Provider-specific methods (oa_chat, oa_resp, anthropic, gemini, mistral) are invoked internally when building payloads.

APIResponse & Usage

APIResponse captures the result of every request:

APIResponse(
    id: int,
    model_internal: str,
    prompt: Conversation | dict,
    sampling_params: SamplingParams,
    status_code: int | None,
    is_error: bool | None,
    error_message: str | None,
    usage: Usage | None = None,
    content: Message | None = None,
    thinking: str | None = None,
    model_external: str | None = None,
    region: str | None = None,
    logprobs: list | None = None,
    finish_reason: str | None = None,
    cost: float | None = None,
    cache_hit: bool = False,
    local_cache_hit: bool = False,
    retry_with_different_model: bool | None = False,
    give_up_if_no_other_models: bool | None = False,
    response_id: str | None = None,
    raw_response: dict | None = None,
)

Conveniences:

.completion returns the first text part for backward compatibility.
.input_tokens, .output_tokens, .cache_read_tokens, .cache_write_tokens proxy the underlying Usage object.
.to_dict() / .from_dict() help with persistence (images are replaced with textual placeholders).

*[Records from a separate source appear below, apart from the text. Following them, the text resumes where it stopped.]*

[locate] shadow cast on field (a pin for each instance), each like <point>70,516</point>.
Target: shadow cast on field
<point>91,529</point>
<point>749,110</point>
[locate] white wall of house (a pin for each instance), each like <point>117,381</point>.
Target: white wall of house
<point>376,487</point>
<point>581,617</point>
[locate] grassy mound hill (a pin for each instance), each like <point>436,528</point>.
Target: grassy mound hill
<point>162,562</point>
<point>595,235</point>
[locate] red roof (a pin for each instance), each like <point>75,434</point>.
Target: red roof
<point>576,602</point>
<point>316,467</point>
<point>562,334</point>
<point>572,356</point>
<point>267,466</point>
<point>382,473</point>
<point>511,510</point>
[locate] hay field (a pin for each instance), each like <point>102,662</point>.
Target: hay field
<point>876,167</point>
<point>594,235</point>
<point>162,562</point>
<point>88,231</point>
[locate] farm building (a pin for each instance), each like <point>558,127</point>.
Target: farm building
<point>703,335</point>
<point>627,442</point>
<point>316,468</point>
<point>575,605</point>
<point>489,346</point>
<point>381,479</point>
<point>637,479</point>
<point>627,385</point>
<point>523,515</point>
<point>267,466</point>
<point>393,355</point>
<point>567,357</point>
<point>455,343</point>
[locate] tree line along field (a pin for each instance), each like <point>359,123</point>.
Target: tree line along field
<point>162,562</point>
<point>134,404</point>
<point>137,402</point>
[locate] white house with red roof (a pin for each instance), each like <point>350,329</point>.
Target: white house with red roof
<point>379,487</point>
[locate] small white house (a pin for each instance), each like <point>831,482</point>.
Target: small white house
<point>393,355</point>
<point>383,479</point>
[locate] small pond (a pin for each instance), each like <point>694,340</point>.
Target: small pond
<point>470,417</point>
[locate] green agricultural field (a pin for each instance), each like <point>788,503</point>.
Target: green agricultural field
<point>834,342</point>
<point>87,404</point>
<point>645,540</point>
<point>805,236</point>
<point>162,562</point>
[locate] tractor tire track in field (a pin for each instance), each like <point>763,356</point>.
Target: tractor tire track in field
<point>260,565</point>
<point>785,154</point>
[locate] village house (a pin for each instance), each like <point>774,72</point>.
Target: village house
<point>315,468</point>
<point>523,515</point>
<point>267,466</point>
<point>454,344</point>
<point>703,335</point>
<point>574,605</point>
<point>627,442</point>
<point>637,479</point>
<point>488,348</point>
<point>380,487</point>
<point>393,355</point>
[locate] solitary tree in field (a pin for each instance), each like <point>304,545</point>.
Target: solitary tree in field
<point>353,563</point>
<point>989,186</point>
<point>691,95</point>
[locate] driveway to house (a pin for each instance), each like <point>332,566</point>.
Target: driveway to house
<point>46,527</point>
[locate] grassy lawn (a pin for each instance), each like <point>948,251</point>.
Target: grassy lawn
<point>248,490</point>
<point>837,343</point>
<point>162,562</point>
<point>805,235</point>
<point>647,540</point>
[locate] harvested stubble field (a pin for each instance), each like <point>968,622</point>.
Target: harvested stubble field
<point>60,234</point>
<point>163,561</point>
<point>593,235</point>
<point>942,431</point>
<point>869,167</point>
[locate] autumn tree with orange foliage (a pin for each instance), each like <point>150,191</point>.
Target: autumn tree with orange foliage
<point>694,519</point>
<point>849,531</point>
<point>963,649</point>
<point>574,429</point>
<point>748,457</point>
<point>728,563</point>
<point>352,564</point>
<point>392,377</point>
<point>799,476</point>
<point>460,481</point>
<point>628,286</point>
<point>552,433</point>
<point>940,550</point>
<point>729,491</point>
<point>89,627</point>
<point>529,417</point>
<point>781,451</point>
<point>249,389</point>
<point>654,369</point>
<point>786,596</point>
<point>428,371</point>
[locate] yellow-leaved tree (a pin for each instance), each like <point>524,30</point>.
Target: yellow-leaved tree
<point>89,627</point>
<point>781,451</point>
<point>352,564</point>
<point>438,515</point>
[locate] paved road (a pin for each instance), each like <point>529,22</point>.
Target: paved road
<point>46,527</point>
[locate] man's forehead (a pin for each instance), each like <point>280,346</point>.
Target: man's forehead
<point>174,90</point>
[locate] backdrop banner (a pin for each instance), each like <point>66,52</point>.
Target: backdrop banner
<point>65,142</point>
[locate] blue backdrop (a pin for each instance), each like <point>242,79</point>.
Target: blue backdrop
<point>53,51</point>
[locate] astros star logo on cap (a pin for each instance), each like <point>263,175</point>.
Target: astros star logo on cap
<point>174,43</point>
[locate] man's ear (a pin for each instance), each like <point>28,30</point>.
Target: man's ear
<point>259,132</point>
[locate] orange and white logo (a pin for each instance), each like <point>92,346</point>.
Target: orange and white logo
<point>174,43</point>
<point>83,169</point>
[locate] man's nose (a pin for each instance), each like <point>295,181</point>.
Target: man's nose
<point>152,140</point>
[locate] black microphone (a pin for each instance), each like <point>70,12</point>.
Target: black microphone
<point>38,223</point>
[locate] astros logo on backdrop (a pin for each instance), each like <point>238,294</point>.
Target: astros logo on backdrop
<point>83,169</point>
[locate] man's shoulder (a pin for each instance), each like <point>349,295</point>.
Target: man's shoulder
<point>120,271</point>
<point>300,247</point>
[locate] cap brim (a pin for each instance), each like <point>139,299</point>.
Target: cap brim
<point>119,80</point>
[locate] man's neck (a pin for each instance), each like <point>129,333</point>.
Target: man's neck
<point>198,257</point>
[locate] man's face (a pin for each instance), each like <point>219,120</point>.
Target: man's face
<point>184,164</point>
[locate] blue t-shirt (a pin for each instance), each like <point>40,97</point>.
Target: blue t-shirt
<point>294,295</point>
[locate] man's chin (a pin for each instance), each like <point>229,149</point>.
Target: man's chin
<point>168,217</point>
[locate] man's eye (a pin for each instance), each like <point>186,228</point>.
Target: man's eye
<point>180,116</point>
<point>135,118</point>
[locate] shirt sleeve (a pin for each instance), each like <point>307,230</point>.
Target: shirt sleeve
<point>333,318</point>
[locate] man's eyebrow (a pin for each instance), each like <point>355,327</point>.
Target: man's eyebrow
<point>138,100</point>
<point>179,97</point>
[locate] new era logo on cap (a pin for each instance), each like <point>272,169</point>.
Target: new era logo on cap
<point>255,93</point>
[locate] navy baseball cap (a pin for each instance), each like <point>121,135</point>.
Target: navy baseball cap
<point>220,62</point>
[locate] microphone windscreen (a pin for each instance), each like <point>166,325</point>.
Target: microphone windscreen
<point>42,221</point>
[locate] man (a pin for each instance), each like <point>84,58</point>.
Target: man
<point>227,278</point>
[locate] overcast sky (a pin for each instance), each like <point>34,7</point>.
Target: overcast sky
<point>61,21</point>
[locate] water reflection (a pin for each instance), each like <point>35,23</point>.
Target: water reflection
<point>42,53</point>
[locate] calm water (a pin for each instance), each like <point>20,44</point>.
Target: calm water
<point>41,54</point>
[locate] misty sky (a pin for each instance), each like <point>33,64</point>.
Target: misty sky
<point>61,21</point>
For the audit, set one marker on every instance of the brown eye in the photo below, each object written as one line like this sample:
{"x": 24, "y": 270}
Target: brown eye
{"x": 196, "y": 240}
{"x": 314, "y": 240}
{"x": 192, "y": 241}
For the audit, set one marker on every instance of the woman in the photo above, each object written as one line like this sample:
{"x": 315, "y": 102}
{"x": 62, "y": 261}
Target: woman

Usage(input_tokens, output_tokens, cache_read_tokens, cache_write_tokens) tracks provider-reported metrics and exposes .total_tokens and .has_cache_hit helpers.

Cache Interface

Pass a cache implementation into the client constructor to enable local caching:

class CacheProto:
    def get(self, prompt: Conversation) -> APIResponse | None: ...
    def put(self, prompt: Conversation, response: APIResponse) -> None: ...

Built-in caches live in lm_deluge.cache:

SqliteCache(path, cache_key="default")
LevelDBCache(path=None, cache_key="default")
DistributedDictCache(cache, cache_key="default")

Each cache fingerprints the entire Conversation (including SamplingParams) to avoid false positives.